Он оглянулся на избу и начал поспешно стирать ногами написанную на земле расшифровку. В сенях послышалось кряхтенье попа. Он вышел пошатываясь, сел на крыльцо и со стоном обхватил руками плешь. мичман, посмотрев на его распухшее от похмелья и осиных укусов лицо, засмеялся:
— Ну и морда у тебя, святый отче!
— Что скалишься, черт некрещеный? — взъярился поп. — Издевку надо мной строишь? Ужо будет тебе, поганец мирской!.. Мать моя богородица!.. — всполошенно вскочил он и начал испуганно охлопывать карманы подрясника и штанов. Нащупав мошну, выхватил ее, заглянул внутрь. И как был, без шапки, босой, по-бабьи подобрав полы подрясника, припустился по улице напролом, по грязи и лужам.

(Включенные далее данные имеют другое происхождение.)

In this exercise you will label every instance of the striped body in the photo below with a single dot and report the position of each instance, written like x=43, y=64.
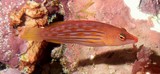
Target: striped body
x=89, y=33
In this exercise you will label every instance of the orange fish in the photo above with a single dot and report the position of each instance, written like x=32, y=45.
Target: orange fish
x=89, y=33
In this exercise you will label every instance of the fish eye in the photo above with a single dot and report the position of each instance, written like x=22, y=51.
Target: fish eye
x=122, y=36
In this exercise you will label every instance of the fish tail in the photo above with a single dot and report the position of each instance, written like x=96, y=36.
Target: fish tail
x=33, y=34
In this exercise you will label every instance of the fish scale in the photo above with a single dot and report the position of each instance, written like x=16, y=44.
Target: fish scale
x=89, y=33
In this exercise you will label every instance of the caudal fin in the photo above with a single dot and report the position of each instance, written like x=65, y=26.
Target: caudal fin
x=33, y=34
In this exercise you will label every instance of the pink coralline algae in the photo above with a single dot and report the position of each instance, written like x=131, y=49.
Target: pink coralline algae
x=10, y=45
x=145, y=64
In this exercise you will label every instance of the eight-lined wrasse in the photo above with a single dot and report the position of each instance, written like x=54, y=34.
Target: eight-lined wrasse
x=89, y=33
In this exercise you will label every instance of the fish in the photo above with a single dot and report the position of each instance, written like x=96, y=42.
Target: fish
x=83, y=32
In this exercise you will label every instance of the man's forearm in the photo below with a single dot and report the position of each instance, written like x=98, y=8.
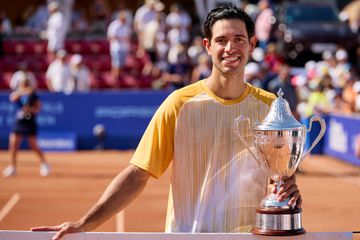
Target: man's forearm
x=125, y=187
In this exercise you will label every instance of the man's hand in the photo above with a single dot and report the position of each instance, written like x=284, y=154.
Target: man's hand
x=289, y=189
x=62, y=229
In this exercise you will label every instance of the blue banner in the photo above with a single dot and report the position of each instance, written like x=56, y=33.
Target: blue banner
x=342, y=136
x=123, y=114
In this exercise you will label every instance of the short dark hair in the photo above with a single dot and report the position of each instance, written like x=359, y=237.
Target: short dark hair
x=227, y=11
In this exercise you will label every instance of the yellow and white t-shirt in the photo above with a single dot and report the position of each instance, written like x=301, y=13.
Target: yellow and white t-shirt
x=216, y=184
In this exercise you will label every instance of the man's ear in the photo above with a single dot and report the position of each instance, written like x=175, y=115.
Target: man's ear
x=206, y=43
x=253, y=42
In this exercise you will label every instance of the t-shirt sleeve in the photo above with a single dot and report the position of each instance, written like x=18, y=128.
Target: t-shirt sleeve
x=156, y=148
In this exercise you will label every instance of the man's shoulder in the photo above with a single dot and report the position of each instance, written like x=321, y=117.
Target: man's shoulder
x=180, y=96
x=262, y=95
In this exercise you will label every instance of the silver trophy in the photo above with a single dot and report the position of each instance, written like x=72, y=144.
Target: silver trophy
x=279, y=144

— Чует собака, где колбасой пахнет! — улыбнулся недобро Птуха.
— Идемте, товарищи, в Кузнецкий посад. Немедля! — приказал капитан. — Вы с Сережей первые, Виктор Дмитриевич, потом… Поздно! — вдруг, как клещами, сжал он локоть летчика.
На двор въехал стрелецкий десятник. За воротами, на улице, остановилась его конная десятая. Стрельцы были вооружены пищалями, подняв их дулом кверху и уперев прикладом в ляжку. Десятник указал рукоятью плети на летчика:
— Ты! Иди не мешкая в Детинец на безопасные и дружеские разговоры.
— К синей ферязи, — шепнул Виктор капитану. — Сопротивляться нельзя, боюсь за Сережу.
— Мне кажется, вас вызывают на какие-то переговоры. И не бойтесь, не оставим вас в беде!
— Этого я не боюсь.
— Не копайся! — крикнул злобно десятник.
— Подождешь! — спокойно ответил летчик. — Ну! До свиданья, капитан! — Он взял руку капитана и крепко, звонко ударил по ней своей рукой. Потом подошел к Сереже. — Карамба! Защищайся, презренный трус! — силясь улыбнуться, шутливо ткнул он брата в бок, прижал к себе и, подняв лицо мальчика, поцеловал его.
Сережа молчал, судорожно всхлипывая. Виктор передал братишку капитану и простился с мичманом.